Todos os pesquisadores ou empresas privadas que já estudaram de forma aprofundada a dinâmica do desmatamento chegaram a conclusões semelhantes. O que move o desmatamento é a especulação imobiliária, o comércio ilegal de madeiras e a aposta de que, no Brasil, o crime compensa. E o crime continuará compensando enquanto parte da sociedade insistir em mirar justamente naqueles que operam na legalidade, enfraquecendo o negócio formal e abrindo espaço para o mercado informal e, consequentemente, para operações ilegais.
É incrível que a obviedade de tal cenário não seja nem mesmo pauta de discussão entre os interessados em salvar a floresta. Parecem mais focados em atacar a produção de carne.
O autor reforça seu argumento listando o aumento do rebanho em municípios que registraram as maiores ocorrências de desmatamento nos últimos anos. É verdade que as áreas desmatadas transformam-se em pastagens que, consequentemente, receberão bovinos num segundo momento. É a alternativa mais viável aos operadores ilegais. Além da impossibilidade de contabilizar o número de cabeças, ou estimar por ferramentas modernas como o uso de imagens obtidas por satélites, o rebanho pode ser removido rapidamente, caso os fiscais cheguem até o local.
Essa relação, por si, não diz nada. É preciso analisar diversos outros fatores para compreender causa e consequência. Na figura 1 está o resumo do que ocorreu nos últimos 20 anos na Amazônia Legal. Os dados, resumidos na figura, comprovam que a pecuária não é o vetor de desmatamento.
É importante ressaltar que, apesar do desempenho no período, o desmatamento anual vem aumentando na região desde 2013. No entanto, em 2020 a área desmatada foi 8,3% menor do que a média anual dos últimos 20 anos. Os dados de desmatamento são do INPE, através do Prodes. O total está bem distante do tal recorde de desmatamento alardeado pelos adeptos da ciência do grito, aquela que intimida e não gosta muito de ser questionada.

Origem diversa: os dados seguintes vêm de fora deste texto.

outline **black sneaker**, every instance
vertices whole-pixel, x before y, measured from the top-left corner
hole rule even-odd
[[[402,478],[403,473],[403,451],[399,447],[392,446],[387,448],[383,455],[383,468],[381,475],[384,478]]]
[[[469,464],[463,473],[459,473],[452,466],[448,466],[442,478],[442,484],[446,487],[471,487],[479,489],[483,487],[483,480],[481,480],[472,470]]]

Apesar da taxa média de desmatamento anual estar recuando, a área desmatada a partir de 2001 somou 23,7 milhões de hectares que, em tese, foram integralmente transformados em pastagens. Como a área de pastagens poderia recuar?
A explicação mais didática pode ser encontrada em outro dado do INPE, através do Terraclass. O acompanhamento da dinâmica das áreas possibilitava quantificar e qualificar o que vinha ocorrendo com as áreas abertas na região da Amazônia Legal. A partir dessa informação foi possível compreender o ritmo de regeneração da floresta.
Não se trata de uma recuperação intencional da vegetação natural, mas sim da consequência da degradação das pastagens. O produtor, descapitalizado, não consegue manter os pastos limpos e a área vai sendo tomada pelas plantas invasoras, num primeiro momento, e pelas diversas etapas de regeneração da composição florestal, nos momentos seguintes.
Somando o processo de regeneração com a área transferida para lavouras e reflorestamentos comerciais, os números mostram que a área líquida de pastagens se reduz, apesar do aumento do rebanho, da produção e das exportações nas proporções apresentadas na figura 1.
O pacote de acusações infundadas à pecuária continua no artigo ao citar que o setor pecuário recebeu R$ 12,3 bilhões/ano em crédito subvencionado, anistias e renúncias fiscais.
O estudo que chegou a tais números foi muito bem conduzido, mas cometeu um erro conceitual ao considerar dois recursos que não deveriam ser computados, justamente os mais expressivos, segundo as conclusões.
O primeiro é a desoneração da cesta básica, benefício concedido à população mais carente. O segundo é o Pronaf, cuja apropriação deveria ser adequadamente ponderada.
Um dos números mais preocupantes identificados pelo Censo 2017 está relacionado ao público-alvo do Pronaf. Esse público soma 76% do total dos estabelecimentos pecuários do Brasil e movimentou apenas 16% do total das vendas. Portanto, o peso deste benefício na produção é ínfimo, embora seja relevante às famílias necessitadas.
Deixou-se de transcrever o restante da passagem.